Cette différence dans les prix, qu’on peut regarder comme habituelle, ne vient pas de l’infériorité des eſclaves du Nord. Ils ſont au contraire plus forts, plus laborieux, plus intelligens que ceux du Sud. Mais la côte où on les prend eſt moins commode & plus dangereuſe : mais on n’y en trouve pas régulièrement, & l’armateur eſt exposé à perdre ſon voyage : mais pour leur fournir des eaux ſalutaires, il faut relâcher aux iſles du Prince & de Saint-Thomas : mais il en périt beaucoup dans une traversée contrariée par les vents, par les calmes & par les courans : mais leur caractère les porte au déſeſpoir ou à la révolte. Par toutes ces raiſons, on doit les payer moins cher, en Afrique, quoiqu’ils ſoient vendus un peu plus dans le Nouveau-Monde.

En ſuppoſant qu’il a été acheté quatre-vingt mille noirs en 1777, & qu’ils ont été tous achetés au prix dont nous avons parlé, ce fera 41 759 333 livres 6 ſols 8 deniers, que les bords Africains auront obtenus pour le plus horrible des ſacrifices.
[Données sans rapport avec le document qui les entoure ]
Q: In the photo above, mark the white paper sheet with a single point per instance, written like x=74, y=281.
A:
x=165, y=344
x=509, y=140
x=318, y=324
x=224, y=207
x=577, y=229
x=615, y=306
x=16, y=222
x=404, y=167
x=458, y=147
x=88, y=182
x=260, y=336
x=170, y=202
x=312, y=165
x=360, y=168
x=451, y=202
Le marchand d’eſclaves ne reçoit pas cette ſomme entière. Les impôts établis par les ſouverains des ports où ſe fait la traite, en abſorbent une partie. Un agent du gouvernement, chargé de maintenir l’ordre, a auſſi ſes droits. Il eſt, entre le vendeur & l’acheteur, des intermédiaires dont le miniſtère eſt devenu plus cher, à meſure que la concurrence des navigateurs Européens a augmenté & que le nombre des noirs eſt diminué. Ces dépenſes, étrangères au commerce, ne ſont pas exactement les mêmes dans tous les marchés : mais elles n’éprouvent pas des variations importantes, & ſont par-tout trop conſidérables.

Ce n’eſt pas avec des métaux qu’on paie, mais avec nos productions & nos marchandiſes. À l’exception des Portugais, toutes les nations donnent à-peu-près les mêmes valeurs. Ce ſont des ſabres, des fuſils, de la poudre à canon, du fer, de l’eau-de-vie, des quincailleries, des tapis, de la verroterie, des étoffes de laine, ſur-tout des toiles des Indes Orientales, ou celles que l’Europe fabrique & peint ſur leur modèle. Les peuples du nord de la ligne ont adopté pour monnoie un petit coquillage blanc que nous leur apportons des Maldives. Au ſud de la ligne, le commerce des Européens a de moins cet objet d’échange. On y fabrique pour ſigne de valeur une petite pièce d’étoffe de paille de dix-huit pouces de long ſur douze de large, qui repréſente cinq de nos ſols.